Üstelik, sürekli evde kaldığınızda doğum sonrası depresyona yakalanma riskiniz daha yüksektir. Bununla birlikte bebeğin yanında sigara içmekten kaçınmalı ve onu dışarıdaki havaya göre uygun şekilde giydirmelisiniz.

Kendinizi eve kapatmayın, yürüyüşe çıkmanın tadını çıkarın, bebeğinizin size ve hayata tamamen güvenmesine izin verin. Böylelikle büyüdüğünde kendine güvenmeyi de öğrenebilir.

Bebeğin ağlamasına izin vermek bir başka yaygın hatadır

Bir bebeğin kendini yorana kadar ağlamasına izin vermek tamamen temelsiz bir teoridir.

Ağlamak, bir bebeğin kendini ifade etmenin tek yoludur.

Bebekler ağladığında, bunun nedeni bir şeye ihtiyaç duymalarıdır. Bu nedenle onları kucağınıza almalı, sakinleştirmeli ve ihtiyaçlarını karşılamalısınız. Bebek acıkmış veya bezini kirletmiş olabilir, üşümüş veya terlemiş de hissediyor olabilir.

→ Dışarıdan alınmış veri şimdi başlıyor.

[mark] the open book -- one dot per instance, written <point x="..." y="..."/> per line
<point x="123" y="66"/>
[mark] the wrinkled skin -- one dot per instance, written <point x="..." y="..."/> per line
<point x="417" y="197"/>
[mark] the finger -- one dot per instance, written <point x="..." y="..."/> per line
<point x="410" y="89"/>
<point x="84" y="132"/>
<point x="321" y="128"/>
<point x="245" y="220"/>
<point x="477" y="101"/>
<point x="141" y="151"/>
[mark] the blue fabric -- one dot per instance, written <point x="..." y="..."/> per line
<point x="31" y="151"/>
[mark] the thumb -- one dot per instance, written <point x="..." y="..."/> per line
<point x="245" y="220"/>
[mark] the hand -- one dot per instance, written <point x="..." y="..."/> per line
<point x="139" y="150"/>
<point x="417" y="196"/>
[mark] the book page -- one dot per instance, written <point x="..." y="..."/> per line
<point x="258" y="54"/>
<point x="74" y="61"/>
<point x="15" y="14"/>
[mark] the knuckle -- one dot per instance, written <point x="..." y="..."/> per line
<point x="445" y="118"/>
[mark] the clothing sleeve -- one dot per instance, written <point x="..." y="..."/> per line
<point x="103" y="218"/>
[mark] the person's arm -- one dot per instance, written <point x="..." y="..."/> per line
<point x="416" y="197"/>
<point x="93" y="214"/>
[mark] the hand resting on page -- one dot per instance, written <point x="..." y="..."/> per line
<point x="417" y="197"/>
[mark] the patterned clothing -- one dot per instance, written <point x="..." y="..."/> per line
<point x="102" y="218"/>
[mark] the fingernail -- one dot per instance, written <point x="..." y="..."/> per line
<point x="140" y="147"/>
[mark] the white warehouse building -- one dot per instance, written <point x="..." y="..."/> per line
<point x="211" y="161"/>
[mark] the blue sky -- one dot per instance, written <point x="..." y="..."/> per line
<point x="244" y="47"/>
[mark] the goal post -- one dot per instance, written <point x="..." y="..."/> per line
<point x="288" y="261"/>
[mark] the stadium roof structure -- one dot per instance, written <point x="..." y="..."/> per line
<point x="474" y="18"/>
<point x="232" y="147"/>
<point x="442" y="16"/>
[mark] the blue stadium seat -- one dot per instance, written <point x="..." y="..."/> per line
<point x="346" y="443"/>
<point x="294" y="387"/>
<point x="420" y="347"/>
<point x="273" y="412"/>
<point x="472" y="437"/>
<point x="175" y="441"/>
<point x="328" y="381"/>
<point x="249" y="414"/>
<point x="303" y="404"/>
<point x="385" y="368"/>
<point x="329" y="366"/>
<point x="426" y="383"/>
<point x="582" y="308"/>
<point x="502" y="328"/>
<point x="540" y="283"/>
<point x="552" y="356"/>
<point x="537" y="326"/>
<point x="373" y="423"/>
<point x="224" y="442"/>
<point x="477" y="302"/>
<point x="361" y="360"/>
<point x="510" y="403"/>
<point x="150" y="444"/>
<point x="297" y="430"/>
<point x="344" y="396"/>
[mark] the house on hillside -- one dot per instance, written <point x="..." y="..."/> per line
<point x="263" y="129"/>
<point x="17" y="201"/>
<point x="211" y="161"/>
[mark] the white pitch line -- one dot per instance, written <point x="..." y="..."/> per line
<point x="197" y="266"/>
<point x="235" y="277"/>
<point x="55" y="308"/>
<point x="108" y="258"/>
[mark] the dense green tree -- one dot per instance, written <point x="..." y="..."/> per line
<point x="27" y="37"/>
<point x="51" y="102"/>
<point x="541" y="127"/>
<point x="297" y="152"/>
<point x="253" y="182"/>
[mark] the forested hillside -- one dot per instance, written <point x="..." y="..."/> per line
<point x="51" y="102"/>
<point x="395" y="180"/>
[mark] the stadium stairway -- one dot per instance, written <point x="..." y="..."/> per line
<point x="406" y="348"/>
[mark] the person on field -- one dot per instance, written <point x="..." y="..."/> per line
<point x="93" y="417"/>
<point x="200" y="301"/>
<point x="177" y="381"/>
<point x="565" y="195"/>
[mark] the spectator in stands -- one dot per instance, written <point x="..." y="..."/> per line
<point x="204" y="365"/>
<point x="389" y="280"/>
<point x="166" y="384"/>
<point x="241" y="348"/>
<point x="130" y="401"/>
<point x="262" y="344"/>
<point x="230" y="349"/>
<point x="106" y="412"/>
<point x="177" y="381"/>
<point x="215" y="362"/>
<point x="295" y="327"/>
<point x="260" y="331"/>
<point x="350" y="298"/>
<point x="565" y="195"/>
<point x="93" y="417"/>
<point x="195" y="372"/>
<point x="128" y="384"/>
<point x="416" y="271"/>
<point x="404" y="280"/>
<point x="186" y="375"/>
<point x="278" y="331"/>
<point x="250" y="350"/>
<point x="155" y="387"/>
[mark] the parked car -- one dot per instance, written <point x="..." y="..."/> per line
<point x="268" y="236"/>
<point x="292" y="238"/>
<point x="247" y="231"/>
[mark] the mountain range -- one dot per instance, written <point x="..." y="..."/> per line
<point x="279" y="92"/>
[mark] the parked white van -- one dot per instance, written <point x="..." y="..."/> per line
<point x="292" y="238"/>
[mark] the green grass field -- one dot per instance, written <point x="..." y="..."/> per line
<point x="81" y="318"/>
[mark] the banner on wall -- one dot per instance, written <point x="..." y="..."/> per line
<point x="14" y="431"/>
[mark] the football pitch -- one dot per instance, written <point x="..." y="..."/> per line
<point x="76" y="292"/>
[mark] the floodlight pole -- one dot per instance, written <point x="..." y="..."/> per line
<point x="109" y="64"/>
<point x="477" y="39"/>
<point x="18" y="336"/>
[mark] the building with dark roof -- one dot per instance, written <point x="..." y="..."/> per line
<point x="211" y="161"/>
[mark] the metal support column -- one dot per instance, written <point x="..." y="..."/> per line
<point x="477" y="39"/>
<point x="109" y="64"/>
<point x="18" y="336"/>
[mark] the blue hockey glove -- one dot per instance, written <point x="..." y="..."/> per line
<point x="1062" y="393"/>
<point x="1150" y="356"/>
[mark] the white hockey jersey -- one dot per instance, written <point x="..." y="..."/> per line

Gördüğünüz gibi, dikkate alınması gereken birçok konu vardır ve her şeyin en başından mükemmel şekilde gitmesini bekleyemezsiniz. Ancak endişelenmeyin; harikalar yaratacaksın ve çocuğunuz size sonsuza dek minnettar kalacak. Pişmanlık duymadan hayatın bu güzel aşamasının tadını çıkarın!